After a tumultuous 2020, University Park Mayor Tommy Stewart discussed ongoing projects including work at Snider Plaza and the Miracle Mile at the first virtual annual state of the city address this week.
Stewart said city staff hopes to start work on the replacement of aging water/wastewater lines for properties in Snider Plaza from Daniel to Westminster and those on Hillcrest between Daniel and Lovers in May.
Staff continues to work with planners and civil engineers on design concepts for parking improvements, landscape enhancements, and other amenities.
He also addressed the Miracle Mile project.
City staff says preliminary design work is underway for roadway, sidewalk, traffic signal, and landscape improvements there.
Stewart said Dallas County will fund 50% of the project through its major capital improvements fund.
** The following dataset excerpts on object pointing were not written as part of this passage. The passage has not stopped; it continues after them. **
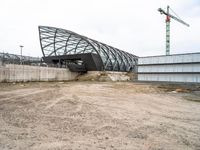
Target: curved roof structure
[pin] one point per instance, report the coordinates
(58, 42)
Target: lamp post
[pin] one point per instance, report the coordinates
(21, 46)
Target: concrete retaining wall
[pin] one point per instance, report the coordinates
(172, 68)
(23, 73)
(107, 76)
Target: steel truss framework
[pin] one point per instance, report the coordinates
(17, 59)
(56, 42)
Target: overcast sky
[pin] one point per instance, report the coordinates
(134, 26)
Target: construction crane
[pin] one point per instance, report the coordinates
(168, 16)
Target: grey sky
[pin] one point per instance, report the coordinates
(131, 25)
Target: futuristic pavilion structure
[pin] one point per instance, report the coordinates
(79, 53)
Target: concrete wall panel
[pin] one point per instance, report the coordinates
(172, 68)
(23, 73)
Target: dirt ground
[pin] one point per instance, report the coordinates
(99, 115)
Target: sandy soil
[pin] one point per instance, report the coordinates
(98, 115)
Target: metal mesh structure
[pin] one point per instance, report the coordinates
(56, 42)
(18, 59)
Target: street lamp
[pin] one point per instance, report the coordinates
(21, 46)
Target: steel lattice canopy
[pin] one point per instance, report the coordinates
(60, 42)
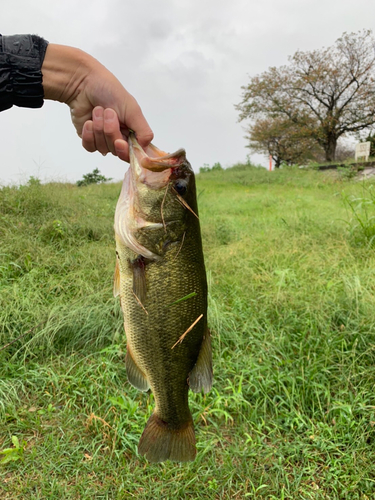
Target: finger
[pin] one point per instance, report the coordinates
(111, 129)
(135, 120)
(88, 138)
(98, 127)
(122, 149)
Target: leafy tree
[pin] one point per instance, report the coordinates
(94, 177)
(328, 92)
(281, 139)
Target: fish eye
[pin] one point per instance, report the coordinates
(180, 186)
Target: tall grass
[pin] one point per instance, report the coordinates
(292, 316)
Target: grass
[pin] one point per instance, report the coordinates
(292, 313)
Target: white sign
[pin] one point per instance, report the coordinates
(362, 150)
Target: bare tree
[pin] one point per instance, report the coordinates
(281, 139)
(328, 92)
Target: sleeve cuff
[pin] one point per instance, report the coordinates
(21, 80)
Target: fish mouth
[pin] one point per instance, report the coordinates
(151, 165)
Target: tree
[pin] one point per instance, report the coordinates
(328, 92)
(94, 177)
(281, 139)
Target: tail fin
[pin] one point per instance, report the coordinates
(159, 442)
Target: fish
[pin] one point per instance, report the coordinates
(160, 277)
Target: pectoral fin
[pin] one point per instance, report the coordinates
(139, 278)
(135, 375)
(116, 279)
(200, 376)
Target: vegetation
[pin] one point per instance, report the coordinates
(283, 141)
(325, 94)
(95, 177)
(292, 315)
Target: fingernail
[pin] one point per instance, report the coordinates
(88, 127)
(109, 115)
(98, 112)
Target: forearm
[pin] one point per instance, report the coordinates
(64, 72)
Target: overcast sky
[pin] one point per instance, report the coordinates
(183, 60)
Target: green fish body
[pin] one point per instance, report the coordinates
(161, 280)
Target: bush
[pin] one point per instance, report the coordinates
(94, 177)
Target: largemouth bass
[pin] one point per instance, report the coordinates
(161, 279)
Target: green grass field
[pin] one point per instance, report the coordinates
(291, 415)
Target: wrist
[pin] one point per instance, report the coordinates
(64, 72)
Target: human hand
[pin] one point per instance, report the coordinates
(102, 110)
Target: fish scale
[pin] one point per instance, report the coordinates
(160, 261)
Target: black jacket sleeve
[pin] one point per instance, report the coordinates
(21, 59)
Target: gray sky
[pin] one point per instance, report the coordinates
(183, 60)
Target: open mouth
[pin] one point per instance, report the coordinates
(153, 166)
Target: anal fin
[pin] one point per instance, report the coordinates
(200, 376)
(135, 375)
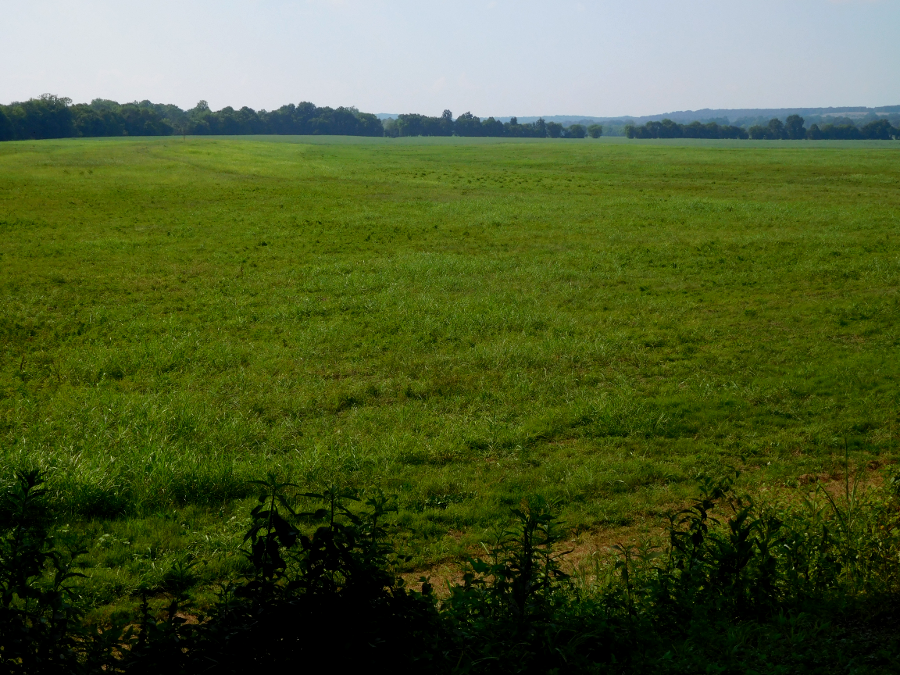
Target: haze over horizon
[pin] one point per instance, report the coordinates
(494, 57)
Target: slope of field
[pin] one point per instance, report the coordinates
(458, 323)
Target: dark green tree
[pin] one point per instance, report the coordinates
(794, 129)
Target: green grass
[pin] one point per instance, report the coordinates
(457, 322)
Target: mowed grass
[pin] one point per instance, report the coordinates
(459, 323)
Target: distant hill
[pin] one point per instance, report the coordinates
(725, 115)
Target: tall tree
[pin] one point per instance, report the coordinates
(793, 128)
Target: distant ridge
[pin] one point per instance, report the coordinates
(732, 115)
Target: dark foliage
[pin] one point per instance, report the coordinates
(669, 129)
(739, 587)
(791, 129)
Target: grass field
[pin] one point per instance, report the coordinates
(457, 322)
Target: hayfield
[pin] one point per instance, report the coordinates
(457, 322)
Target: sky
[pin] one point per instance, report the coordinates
(490, 57)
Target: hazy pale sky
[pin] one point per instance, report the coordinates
(492, 57)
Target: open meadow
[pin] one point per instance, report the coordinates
(457, 322)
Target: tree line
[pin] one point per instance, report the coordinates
(792, 129)
(52, 116)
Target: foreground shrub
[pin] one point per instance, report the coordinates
(739, 587)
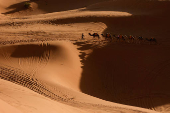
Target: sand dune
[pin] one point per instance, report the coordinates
(45, 66)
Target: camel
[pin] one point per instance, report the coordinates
(151, 40)
(120, 37)
(94, 35)
(140, 38)
(107, 36)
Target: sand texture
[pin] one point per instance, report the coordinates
(48, 66)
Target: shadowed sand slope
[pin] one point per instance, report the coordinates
(84, 75)
(128, 74)
(46, 62)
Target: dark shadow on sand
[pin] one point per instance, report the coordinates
(32, 50)
(132, 75)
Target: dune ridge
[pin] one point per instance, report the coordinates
(46, 66)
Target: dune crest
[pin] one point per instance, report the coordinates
(49, 62)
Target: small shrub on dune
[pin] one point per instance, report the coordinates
(27, 5)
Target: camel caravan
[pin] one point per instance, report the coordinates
(125, 38)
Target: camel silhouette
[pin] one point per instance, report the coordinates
(94, 35)
(152, 40)
(107, 36)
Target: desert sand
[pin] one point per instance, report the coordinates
(46, 66)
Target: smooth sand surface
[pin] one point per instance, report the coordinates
(46, 66)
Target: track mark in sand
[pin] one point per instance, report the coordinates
(19, 77)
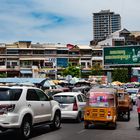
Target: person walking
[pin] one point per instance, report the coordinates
(138, 108)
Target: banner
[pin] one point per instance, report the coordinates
(128, 55)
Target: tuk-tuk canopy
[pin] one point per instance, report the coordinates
(102, 97)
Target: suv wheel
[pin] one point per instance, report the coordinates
(79, 117)
(56, 121)
(26, 127)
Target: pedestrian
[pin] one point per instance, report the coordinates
(138, 108)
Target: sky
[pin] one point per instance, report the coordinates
(60, 21)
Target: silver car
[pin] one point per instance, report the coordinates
(72, 104)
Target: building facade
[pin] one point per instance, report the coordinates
(105, 23)
(24, 59)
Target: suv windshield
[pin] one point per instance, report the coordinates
(7, 94)
(65, 99)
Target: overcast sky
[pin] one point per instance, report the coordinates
(60, 21)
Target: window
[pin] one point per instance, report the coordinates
(84, 98)
(31, 95)
(65, 99)
(80, 98)
(7, 94)
(41, 95)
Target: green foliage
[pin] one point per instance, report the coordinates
(120, 74)
(72, 70)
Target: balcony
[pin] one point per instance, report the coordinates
(97, 58)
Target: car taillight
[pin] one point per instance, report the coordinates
(75, 106)
(87, 113)
(6, 108)
(109, 113)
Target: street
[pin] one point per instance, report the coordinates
(75, 131)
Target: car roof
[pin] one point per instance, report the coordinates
(68, 93)
(18, 87)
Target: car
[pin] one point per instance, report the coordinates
(133, 93)
(72, 105)
(23, 107)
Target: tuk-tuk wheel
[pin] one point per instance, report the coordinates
(113, 125)
(86, 125)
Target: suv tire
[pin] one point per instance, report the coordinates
(56, 121)
(26, 128)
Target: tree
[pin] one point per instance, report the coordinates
(120, 74)
(74, 71)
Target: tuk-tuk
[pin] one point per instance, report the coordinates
(101, 108)
(125, 104)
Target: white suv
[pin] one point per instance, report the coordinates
(22, 107)
(72, 105)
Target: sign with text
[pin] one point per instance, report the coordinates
(127, 55)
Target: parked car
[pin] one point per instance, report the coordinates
(72, 104)
(22, 107)
(133, 93)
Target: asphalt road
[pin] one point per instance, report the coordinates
(126, 130)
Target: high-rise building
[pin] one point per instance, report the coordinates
(105, 23)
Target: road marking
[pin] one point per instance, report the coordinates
(82, 131)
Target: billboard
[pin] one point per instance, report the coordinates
(127, 55)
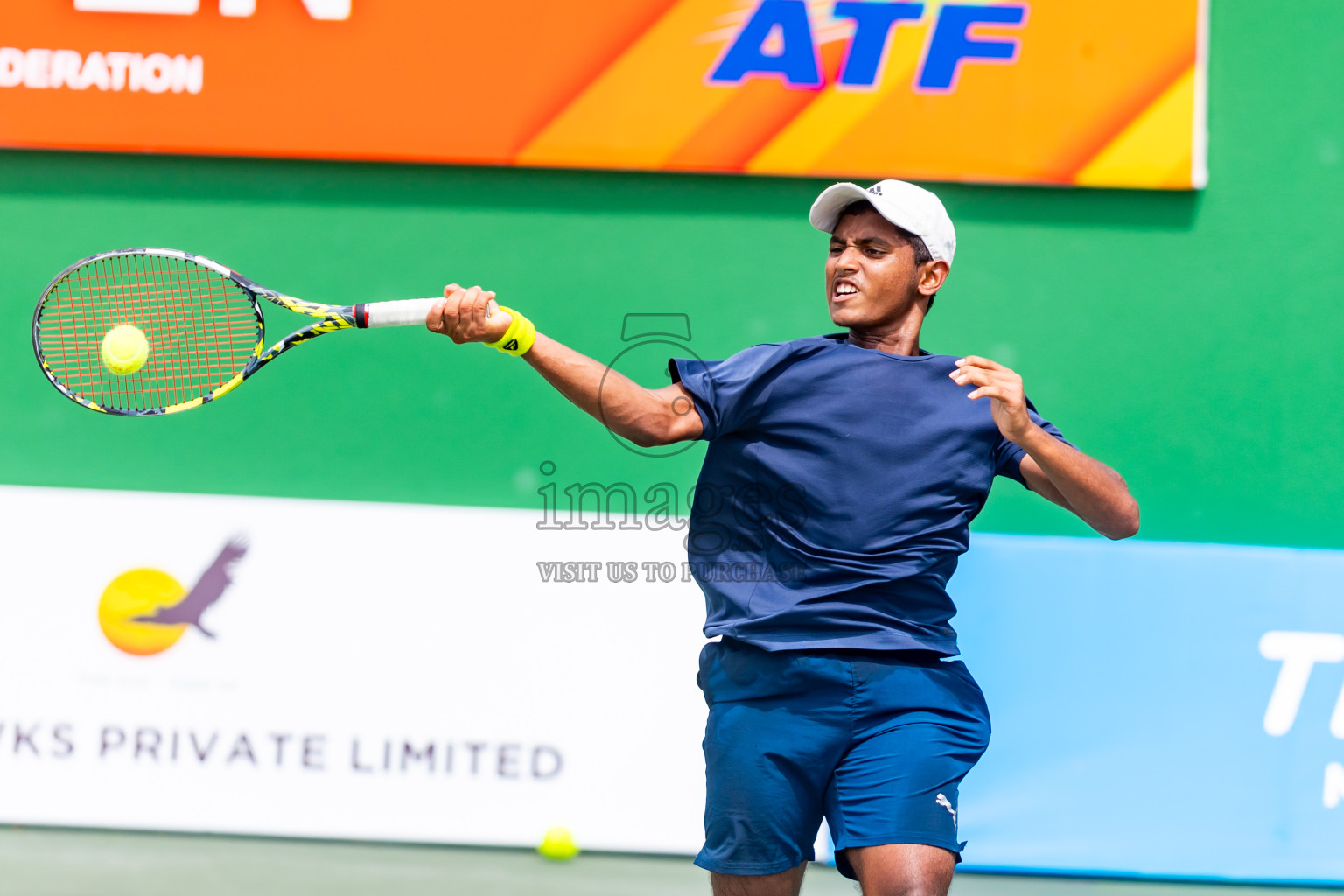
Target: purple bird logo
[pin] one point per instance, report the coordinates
(145, 612)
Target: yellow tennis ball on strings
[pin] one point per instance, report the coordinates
(558, 845)
(125, 349)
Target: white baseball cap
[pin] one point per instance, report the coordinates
(909, 207)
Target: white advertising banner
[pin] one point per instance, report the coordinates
(340, 669)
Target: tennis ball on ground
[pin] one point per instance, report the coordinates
(125, 349)
(558, 845)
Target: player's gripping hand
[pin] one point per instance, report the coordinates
(468, 316)
(1003, 388)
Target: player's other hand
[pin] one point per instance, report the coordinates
(468, 316)
(1003, 388)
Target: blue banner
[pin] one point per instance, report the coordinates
(1158, 708)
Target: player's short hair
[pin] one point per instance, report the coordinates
(920, 248)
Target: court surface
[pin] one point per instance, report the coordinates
(70, 863)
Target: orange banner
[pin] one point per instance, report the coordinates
(1048, 92)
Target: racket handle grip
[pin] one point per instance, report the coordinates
(408, 312)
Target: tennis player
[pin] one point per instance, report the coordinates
(840, 480)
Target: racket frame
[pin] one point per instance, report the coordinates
(330, 318)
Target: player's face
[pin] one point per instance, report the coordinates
(872, 273)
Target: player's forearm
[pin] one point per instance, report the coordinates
(1097, 494)
(646, 416)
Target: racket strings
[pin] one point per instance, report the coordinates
(202, 329)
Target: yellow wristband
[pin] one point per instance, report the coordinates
(519, 336)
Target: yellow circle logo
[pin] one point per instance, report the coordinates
(130, 601)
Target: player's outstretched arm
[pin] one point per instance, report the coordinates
(646, 416)
(1054, 471)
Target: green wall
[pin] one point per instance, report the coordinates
(1194, 341)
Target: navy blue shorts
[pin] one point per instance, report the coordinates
(877, 743)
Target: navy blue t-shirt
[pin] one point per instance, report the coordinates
(837, 494)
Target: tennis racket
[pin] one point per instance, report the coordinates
(202, 324)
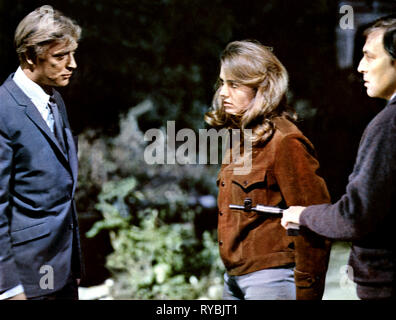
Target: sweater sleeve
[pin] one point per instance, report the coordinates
(366, 204)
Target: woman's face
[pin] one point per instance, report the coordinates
(235, 97)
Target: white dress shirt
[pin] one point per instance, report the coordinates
(36, 94)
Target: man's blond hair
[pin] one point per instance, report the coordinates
(42, 27)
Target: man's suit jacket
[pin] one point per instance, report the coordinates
(38, 223)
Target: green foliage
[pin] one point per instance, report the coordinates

Staff hopes intersection and traffic signal improvement will help alleviate congestion, and they also hope to see a net increase in total parking spaces there.
They’re targeting late 2022 to start construction on that project.
Work also continues on stormwater system improvements.
Work on removal/replacement of existing pipe in portions of Southwestern is expected to begin soon, and work on portions of Southwestern are expected to continue through 2021.
The city also expects to have a ribbon cutting ceremony for Shaddock Park in the next month or so. The public-private partnership to create the park came about the city council directed city staff to partner with resident Bill Shaddock in December 2019 to work to develop a lot at 4084 Lovers Lane into a new city park after Shaddock expressed his intention to donate the property to the city for that purpose.
University Park received $1.37 million in CARES Act funding to respond to the COVID-19 pandemic, some of which was used to buy laptops and other telecommuting equipment, facility improvements like Plexiglas enclosures and UV lighting to safeguard HVAC systems, public safety personnel expenses incurred during the pandemic, and $135,000 of which was allocated to Highland Park ISD for COVID-related expenses.
Stewart also discussed the historic February winter storm.
City staff repaired 56 water mains between Feb. 13-22, dispatchers fielded 1,599 calls from Feb. 14-18, the majority of which were water meter shutoffs, and the University Park Fire Department responded to 750 calls, mostly weather-related calls from Feb. 14-20.
“It just reinforces our need to invest in our infrastructure,” Stewart said. “I’d be remiss if I didn’t mention the restaurants and residents that donated food for the work crews that spent the night at the Peek Center and other places so they could be here all night to help the citizens get back and recover.”
Restaurants and residents donated 30 separate meals to city crews during the storm.